In a nutshell: If you’re an Android user, Google wants you to know that it’s got your back when it comes to sketchy apps and shady developers trying to pull a fast one on the Play Store. In its annual transparency report released today, the tech giant laid out all the measures it took last year to safeguard users and responsible developers alike.

Google says the push to keep the Play Store a clean place came from its SAFE principles – Safeguard users, Advocate for developer protection, Foster responsible innovation, and Evolve platform defenses. Putting those principles into practice in 2023 involved a lot of security updates, policy changes, and advanced screening with machine learning.

The stats are pretty impressive. The search giant prevented 2.28 million policy-violating apps from making it onto the Play Store. It identified over 333,000 bad actor accounts associated with malware, fraud rings, and other nastiness, giving them the boot. Almost 200,000 other app submissions were rejected or had to make changes to properly handle sensitive permissions like location tracking.

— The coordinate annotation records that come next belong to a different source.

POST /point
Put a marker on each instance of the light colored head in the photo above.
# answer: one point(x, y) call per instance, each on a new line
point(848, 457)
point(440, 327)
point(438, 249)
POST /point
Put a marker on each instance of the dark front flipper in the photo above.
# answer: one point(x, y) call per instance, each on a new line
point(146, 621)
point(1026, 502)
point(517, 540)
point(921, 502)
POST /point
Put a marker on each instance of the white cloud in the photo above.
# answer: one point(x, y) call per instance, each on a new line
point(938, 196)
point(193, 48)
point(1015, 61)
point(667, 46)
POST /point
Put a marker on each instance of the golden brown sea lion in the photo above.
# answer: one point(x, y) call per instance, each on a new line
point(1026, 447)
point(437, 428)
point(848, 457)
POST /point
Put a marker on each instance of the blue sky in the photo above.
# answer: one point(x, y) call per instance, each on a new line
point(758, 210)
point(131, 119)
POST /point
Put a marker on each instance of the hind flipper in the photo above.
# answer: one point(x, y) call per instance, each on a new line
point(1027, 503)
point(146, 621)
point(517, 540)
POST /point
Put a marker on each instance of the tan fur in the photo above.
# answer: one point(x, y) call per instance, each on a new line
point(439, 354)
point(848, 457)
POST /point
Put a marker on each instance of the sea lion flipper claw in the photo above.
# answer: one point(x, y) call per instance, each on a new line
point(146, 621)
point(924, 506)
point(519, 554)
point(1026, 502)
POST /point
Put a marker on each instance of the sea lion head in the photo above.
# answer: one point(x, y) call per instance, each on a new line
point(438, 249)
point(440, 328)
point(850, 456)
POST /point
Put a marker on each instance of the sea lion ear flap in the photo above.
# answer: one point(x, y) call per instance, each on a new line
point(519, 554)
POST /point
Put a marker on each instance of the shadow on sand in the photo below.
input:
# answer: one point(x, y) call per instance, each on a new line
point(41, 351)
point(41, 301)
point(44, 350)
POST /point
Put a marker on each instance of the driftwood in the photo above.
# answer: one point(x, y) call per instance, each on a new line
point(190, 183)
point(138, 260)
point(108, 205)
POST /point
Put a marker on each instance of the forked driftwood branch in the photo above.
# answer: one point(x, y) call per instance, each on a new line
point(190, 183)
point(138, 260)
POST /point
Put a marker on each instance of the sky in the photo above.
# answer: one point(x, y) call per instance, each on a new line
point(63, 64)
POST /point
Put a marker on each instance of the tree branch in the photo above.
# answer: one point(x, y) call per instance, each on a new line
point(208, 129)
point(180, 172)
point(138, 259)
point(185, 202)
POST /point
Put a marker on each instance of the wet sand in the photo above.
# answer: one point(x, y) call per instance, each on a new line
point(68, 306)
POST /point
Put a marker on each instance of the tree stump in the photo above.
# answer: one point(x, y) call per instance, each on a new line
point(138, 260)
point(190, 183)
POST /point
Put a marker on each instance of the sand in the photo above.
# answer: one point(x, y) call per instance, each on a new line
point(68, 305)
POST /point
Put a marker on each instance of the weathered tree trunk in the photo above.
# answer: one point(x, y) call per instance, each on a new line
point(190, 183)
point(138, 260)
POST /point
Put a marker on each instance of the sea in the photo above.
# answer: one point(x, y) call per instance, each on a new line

But Google didn’t just crack down on individual apps. The company notes that it took industry-wide initiatives to promote app security best practices. Google partnered with Microsoft and Meta in the restructured App Defense Alliance to support the adoption of mobile app security guidelines across the ecosystem.

Moreover, Play Store listings for VPN apps now highlight which ones underwent independent security audits through the alliance. It’s a welcome change considering many of such apps have been flagged as security nightmares by researchers in the past.

Under the hood, Google gave Play Protect – the security software that scans Android devices – an upgrade to do real-time code analysis on apps. This, the company says, has detected over 5 million malicious apps trying to sneak onto Android devices from outside the Play Store so far.

On the policy front, Google instituted new rules around generative AI apps, disruptive ads, and expanded privacy protections last year. It’s raising the bar for new developer accounts with stricter verification requirements and pre-launch testing. Apps that create user accounts now have to build in data-deletion tools that are accessible online.

The search giant is also taking a tougher stance on apps that don’t stay up-to-date with the latest Android APIs and security enhancements. Around 1.5 million outdated apps are no longer available on the Play Store for users running current Android versions.

Looking ahead to 2024, Google plans to remove apps that aren’t transparent about how they handle user data and privacy. It also just filed a federal lawsuit against two crypto scammers who pushed fraudulent investment apps on the Play Store, signaling it’s willing to take legal action.